Through the process, we have increasingly appreciated the firm’s existing foundation that supports our commitment. This includes our status as a Benefit Corporation and our long-standing culture of sustainability, as well as our firm-level decision to establish climate governance with an approved Climate Policy and Framework for Action and TCFD reporting in our annual corporate sustainability report. It also is backed by our decade of integrating ESG factors into our investment process. We believe transition risk analysis is a logical extension of ESG integration. In 2013, we began engaging with issuers, specifically on sustainability topics, a practice which will lend itself well to the commitment of engaging with companies through the NZAMi. Ultimately, we believe that our commitment to net zero doesn’t change our investment or firm philosophy, it reinforces it.

We were well-positioned to make this commitment as we have had longtime partnerships with climate-focused organizations like Ceres (including our participation in the Climate Action 100+ initiative), we’ve written several public comment letters regarding climate action, and are signatories to various initiatives including the America Is All In initiative, mentioned above, and TCFD.

In fact, as a signatory to America is All In, our director, ESG Research, and director, Corporate Sustainability, participated in the initiative’s Hill Day on Climate Action, speaking with local congressional representatives about the importance of including climate-focused elements into the federal infrastructure bill.

On the operational side, while there are no set targets in the NZAMi for company emissions, it’s expected that firms take this into consideration in their overall goals. Additionally, we’re looking for commitments that are more focused on corporate operations to give us clearer guidance on goal setting.

In the meantime, last year we set a goal for more meaningful and accurate measurement of emissions and we’re making incremental moves in that direction. Particularly in what we typically consider to be one of our highest emitting activities, business travel, we’ve implemented a new managed travel program.

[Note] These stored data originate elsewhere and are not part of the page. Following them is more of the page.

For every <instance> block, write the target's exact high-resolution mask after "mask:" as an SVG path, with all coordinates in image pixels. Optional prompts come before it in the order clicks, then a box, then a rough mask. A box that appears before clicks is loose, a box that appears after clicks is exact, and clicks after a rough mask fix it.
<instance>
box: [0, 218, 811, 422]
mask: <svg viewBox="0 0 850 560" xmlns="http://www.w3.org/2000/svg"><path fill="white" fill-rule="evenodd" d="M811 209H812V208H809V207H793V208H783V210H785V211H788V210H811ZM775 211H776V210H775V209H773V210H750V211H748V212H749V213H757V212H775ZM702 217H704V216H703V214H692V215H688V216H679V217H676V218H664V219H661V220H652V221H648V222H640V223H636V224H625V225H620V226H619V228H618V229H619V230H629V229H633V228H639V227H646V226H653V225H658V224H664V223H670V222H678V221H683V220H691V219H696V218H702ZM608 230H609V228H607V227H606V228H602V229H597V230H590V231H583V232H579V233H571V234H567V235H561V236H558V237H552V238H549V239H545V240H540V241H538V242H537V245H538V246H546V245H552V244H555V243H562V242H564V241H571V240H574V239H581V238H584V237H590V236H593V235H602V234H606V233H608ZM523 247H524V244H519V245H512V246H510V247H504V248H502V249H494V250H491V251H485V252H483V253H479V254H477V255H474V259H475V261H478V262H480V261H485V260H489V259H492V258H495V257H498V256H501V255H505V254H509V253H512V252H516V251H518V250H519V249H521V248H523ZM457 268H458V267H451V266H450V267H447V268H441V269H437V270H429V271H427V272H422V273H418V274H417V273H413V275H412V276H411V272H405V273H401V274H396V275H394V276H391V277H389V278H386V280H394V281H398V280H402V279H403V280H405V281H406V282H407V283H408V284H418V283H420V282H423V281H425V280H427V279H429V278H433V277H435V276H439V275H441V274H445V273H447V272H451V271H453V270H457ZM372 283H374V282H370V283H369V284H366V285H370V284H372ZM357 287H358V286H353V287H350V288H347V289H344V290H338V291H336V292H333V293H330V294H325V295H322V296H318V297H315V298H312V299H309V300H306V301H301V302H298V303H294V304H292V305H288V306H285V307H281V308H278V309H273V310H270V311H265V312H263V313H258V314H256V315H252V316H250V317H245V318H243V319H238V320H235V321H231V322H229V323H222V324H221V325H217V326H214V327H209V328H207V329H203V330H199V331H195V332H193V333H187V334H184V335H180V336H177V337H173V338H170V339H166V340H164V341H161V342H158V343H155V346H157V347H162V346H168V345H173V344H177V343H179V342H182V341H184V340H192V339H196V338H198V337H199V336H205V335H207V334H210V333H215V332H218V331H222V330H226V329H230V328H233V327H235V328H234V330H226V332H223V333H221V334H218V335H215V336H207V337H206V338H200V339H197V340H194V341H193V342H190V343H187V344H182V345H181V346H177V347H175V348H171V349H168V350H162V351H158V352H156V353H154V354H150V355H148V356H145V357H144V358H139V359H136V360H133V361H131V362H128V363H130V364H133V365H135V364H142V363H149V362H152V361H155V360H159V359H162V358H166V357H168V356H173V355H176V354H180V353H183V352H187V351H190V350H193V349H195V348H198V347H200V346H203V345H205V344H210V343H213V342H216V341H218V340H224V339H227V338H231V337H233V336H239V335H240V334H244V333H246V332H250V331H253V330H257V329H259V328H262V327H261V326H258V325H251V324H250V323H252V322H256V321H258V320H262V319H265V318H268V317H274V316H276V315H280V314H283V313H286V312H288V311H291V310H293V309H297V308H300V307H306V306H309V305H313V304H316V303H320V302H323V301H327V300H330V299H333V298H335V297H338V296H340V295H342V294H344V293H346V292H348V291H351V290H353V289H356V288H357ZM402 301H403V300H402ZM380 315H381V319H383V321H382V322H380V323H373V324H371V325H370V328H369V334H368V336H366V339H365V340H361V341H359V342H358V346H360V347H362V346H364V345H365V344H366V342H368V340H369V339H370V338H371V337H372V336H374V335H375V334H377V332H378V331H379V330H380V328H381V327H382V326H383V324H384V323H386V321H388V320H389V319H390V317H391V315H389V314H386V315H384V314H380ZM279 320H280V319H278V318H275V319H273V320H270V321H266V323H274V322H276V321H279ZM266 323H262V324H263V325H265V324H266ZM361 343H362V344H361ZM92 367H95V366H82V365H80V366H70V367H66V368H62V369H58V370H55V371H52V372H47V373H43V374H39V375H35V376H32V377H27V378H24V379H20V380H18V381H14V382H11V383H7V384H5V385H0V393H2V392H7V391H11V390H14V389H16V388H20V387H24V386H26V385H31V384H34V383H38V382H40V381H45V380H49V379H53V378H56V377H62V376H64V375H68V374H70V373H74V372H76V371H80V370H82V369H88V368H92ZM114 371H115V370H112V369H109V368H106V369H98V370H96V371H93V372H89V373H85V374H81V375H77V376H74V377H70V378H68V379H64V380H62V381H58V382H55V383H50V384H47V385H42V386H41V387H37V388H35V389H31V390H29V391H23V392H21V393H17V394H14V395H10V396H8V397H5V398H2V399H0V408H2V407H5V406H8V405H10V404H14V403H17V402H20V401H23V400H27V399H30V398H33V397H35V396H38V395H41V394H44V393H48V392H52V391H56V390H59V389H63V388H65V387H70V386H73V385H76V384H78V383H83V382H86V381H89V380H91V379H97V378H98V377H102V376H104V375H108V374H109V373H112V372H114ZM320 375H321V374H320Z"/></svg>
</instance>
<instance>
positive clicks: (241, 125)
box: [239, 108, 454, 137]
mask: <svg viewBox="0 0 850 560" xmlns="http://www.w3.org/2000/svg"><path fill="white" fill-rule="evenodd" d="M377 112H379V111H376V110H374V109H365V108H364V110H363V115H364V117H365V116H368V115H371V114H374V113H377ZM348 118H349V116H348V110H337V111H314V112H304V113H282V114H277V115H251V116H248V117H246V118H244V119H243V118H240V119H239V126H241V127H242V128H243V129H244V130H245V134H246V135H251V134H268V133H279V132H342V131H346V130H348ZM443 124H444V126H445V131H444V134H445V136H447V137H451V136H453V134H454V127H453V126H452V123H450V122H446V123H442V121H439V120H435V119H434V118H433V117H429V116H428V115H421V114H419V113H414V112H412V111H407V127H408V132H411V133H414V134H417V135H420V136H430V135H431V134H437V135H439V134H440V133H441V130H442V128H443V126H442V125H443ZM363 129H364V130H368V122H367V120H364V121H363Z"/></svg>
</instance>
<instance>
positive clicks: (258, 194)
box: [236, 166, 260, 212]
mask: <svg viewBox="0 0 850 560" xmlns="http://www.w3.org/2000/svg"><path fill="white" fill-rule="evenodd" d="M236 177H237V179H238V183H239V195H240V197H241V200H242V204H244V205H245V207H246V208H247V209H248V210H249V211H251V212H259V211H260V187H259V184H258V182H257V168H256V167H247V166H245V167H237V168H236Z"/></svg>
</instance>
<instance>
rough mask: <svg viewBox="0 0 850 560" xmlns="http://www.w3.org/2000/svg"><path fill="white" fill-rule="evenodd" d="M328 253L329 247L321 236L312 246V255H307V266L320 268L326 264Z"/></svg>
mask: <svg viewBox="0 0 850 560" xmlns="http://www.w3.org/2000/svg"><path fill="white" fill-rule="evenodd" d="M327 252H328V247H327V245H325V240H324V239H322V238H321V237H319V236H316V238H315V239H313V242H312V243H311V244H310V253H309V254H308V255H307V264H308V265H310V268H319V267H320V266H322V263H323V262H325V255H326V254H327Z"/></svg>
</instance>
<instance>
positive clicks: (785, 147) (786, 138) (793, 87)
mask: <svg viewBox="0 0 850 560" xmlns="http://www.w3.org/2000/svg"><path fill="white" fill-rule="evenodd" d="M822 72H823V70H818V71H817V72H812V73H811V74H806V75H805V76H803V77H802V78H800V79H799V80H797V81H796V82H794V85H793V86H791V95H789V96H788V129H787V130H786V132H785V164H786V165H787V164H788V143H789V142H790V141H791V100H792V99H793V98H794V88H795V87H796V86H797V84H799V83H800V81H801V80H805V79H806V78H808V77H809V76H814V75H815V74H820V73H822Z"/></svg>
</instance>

This program will give us the ability to track emissions more accurately using data directly from airlines, and estimated emissions from hotel stays and rental cars, which we’ve never measured before. Previously, we collected airline travel emissions through an annual employee survey, which was challenging to estimate for our frequent travelers. This program was officially activated in January 2022, just as our business travel began to increase post COVID restrictions, so our 2022 report will reflect these more accurate measurements.

In addition to travel, we made a change to our waste collection in 2021. We contracted with a vendor to help educate our staff and provide composting services for our Boston office. We’ve posted clear signage around the recycling and composting bins. As with any change in habit, composting and recycling properly takes time to get used to, but several staff members have been engaged to serve as advocates for the initiative. We should be receiving landfill diversion data after a year of service.

While our goal with measurement and environmentally conscious initiatives is to reduce our emissions as much as possible, we find carbon credits to be useful tools to help us recognize and work to offset our impacts. As such, we've connected with a third-party vendor that uses data, artificial intelligence and automation to connect us with high-quality forest projects that we can feel confident in supporting. We've purchased credits to cover all of our measured emissions for 2021. This year, we supported the NIHT Topaiyo REDD+ Project in Papua New Guinea. This area has been the world's largest exporter of tropical timber, making it a key focus for intervention. Funding this project provides landowners and communities an alternative source of income to help avoid the harvesting of the critical rainforests in the region.